Bo Wagner is pastor of the Cornerstone Baptist Church of Mooresboro, NC, a widely traveled evangelist, and the author of several books. His books are available on Amazon and at www.wordofhismouth.com
I would be lying through my teeth if I claimed that my interest in my wife has always been purely spiritual, and that from the moment I met her, her walk with God, all by itself, was all that made my heart sing. Although I always have and still do love her for that, she also caught my eye just as quickly and easily as she captured my heart.
That being the case, I have, since the moment we met, always wanted to know that she finds me physically attractive as well.
Some years ago we, along with her parents, took a family vacation. While there, we decided to take in an excellent aquarium nearby. And among the very cool exhibits in that aquarium was a penguin habitat; an interactive penguin habitat. There were tunnels under the water that would allow you to pop up inside clear plastic bubbles in the midst of the penguin habitat. You simply got down on your hands and knees, crawled through one of the many tubes, stood up at the right moment, and were nose to beak with those cute little black and white critters. It must have looked odd, I suppose, to those penguins, to have land-based bipeds ogling them in their habitat. Nonetheless, the penguins all seem to take it in stride, as if they were tiny celebrities enjoying the attention.
We were in that display for a good while. And at some point, my wife leaned over to her mother, pointed at me crawling around in my black jeans, and commented, “My husband has such a cute backside…”
I do not need any recording to prove to me that she actually said it; I just so happened to be standing behind her as she did.
As it turns out, I was not the only guy there that day in black jeans.
At a moment like that, does one beam with the satisfaction of knowing that his wife deems his derriere attractive, or steam with the chagrin of realizing that she thinks someone else’s derriere is attractive?
As is my wont, I chose the happier of the two options. Besides, that whole episode gave me an “I will never let you live this one down” card, and those are always handy. All of this does, though, bring a very valuable truth of Scripture and marriage into my mind.
The Song of Solomon is a love story about a husband and wife. It is the “passionate romance” book of the Bible. Pay attention to a couple of selections in which they are complimenting each other on physical appearance.

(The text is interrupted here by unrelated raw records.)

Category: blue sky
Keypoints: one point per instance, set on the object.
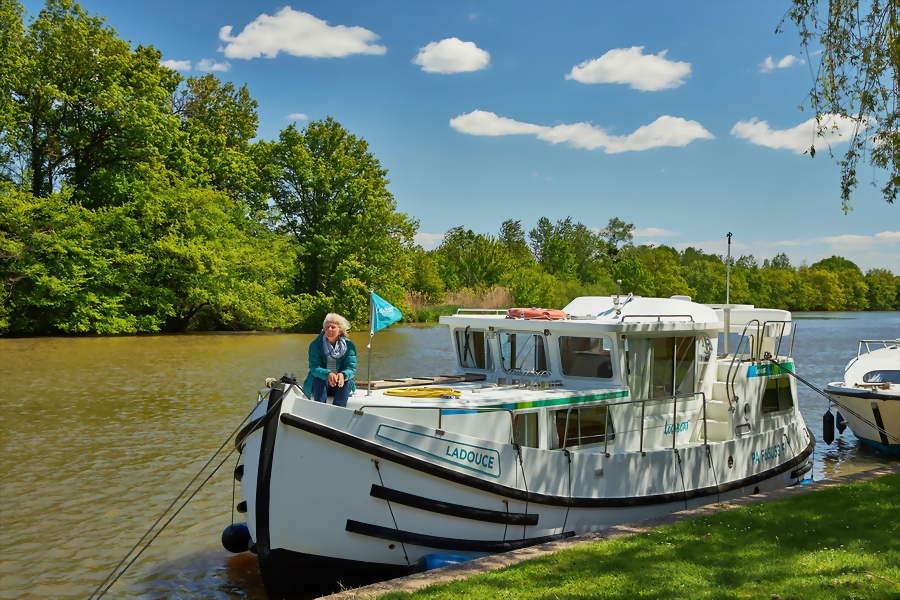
(680, 117)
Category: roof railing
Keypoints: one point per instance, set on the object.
(884, 344)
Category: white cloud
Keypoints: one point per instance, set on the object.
(653, 231)
(479, 122)
(645, 72)
(177, 65)
(769, 64)
(665, 131)
(429, 241)
(863, 241)
(299, 34)
(798, 139)
(452, 56)
(208, 65)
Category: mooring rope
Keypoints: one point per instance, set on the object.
(175, 501)
(843, 407)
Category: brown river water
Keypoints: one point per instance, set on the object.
(99, 435)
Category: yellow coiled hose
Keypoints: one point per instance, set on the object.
(423, 392)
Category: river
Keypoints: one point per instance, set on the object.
(99, 434)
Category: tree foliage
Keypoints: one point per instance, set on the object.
(857, 80)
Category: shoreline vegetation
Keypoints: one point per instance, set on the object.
(839, 542)
(134, 200)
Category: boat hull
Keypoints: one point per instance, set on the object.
(338, 501)
(868, 408)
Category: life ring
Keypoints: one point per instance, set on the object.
(537, 314)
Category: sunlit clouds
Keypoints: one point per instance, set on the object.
(664, 131)
(769, 64)
(798, 139)
(645, 72)
(208, 65)
(298, 34)
(452, 55)
(176, 65)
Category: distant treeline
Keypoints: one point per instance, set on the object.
(134, 200)
(558, 262)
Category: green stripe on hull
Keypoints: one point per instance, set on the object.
(557, 401)
(770, 369)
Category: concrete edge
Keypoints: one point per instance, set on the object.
(411, 583)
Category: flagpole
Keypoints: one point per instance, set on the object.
(371, 333)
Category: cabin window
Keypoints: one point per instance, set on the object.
(585, 426)
(526, 432)
(473, 348)
(778, 395)
(882, 377)
(661, 367)
(585, 357)
(523, 352)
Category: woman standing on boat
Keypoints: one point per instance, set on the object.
(332, 363)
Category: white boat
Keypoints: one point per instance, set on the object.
(624, 410)
(869, 396)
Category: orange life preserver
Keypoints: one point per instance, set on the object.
(538, 314)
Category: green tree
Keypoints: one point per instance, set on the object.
(513, 237)
(780, 261)
(426, 278)
(170, 260)
(851, 280)
(856, 80)
(539, 237)
(882, 289)
(661, 265)
(332, 200)
(90, 113)
(617, 236)
(218, 123)
(532, 287)
(473, 260)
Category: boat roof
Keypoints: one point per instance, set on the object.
(626, 313)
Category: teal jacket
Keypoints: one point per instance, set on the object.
(318, 365)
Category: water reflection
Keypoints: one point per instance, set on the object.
(100, 434)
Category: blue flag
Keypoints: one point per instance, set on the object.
(383, 313)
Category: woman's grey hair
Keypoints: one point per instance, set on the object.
(342, 323)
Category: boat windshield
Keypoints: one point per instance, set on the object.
(473, 349)
(882, 377)
(585, 356)
(661, 367)
(524, 352)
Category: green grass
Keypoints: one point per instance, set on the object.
(842, 542)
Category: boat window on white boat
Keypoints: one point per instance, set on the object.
(587, 425)
(882, 377)
(525, 425)
(661, 367)
(585, 357)
(778, 395)
(473, 349)
(523, 352)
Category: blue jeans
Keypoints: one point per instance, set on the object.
(321, 391)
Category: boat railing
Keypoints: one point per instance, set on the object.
(779, 337)
(658, 318)
(752, 344)
(439, 430)
(643, 402)
(884, 344)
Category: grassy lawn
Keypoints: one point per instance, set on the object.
(841, 542)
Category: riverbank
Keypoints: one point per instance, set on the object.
(840, 540)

Song of Solomon 2:1-3 “I am the rose of Sharon, and the lily of the valleys. As the lily among thorns, so is my love among the daughters. As the apple tree among the trees of the wood, so is my beloved among the sons. I sat down under his shadow with great delight, and his fruit was sweet to my taste.”
Song of Solomon 4:1 “Behold, thou art fair, my love; behold, thou art fair;”
Song of Solomon 5:10-16 “My beloved is white and ruddy, the chiefest among ten thousand. His head is as the most fine gold, his locks are bushy, and black as a raven. His eyes are as the eyes of doves by the rivers of waters, washed with milk, and fitly set. His cheeks are as a bed of spices, as sweet flowers: his lips like lilies, dropping sweet smelling myrrh. His hands are as gold rings set with the beryl: his belly is as bright ivory overlaid with sapphires. His legs are as pillars of marble, set upon sockets of fine gold: his countenance is as Lebanon, excellent as the cedars. His mouth is most sweet: yea, he is altogether lovely. This is my beloved, and this is my friend, O daughters of Jerusalem.”
Clearly, these two were smitten with each other’s looks. And that is a good thing, not a bad thing.
One of the saddest things I have observed in years of helping marriages is the unfortunate tendency of people to simply let themselves go. Granted, we are all getting older every day; but older is very different than unfit or unkempt. A good number of problems in marriage could be mitigated or even solved with a good gym membership and a healthy diet. Many a person with no prohibitive health issues will proclaim his or her undying love for their spouse while digging their own grave with a spoon and needlessly being “twice the person” they were when they said I do.
It is unhealthy. It is unfair to your spouse. And it renders you completely incapable of crawling through a penguin tube and then listening to your spouse comment positively on someone else’s posterior.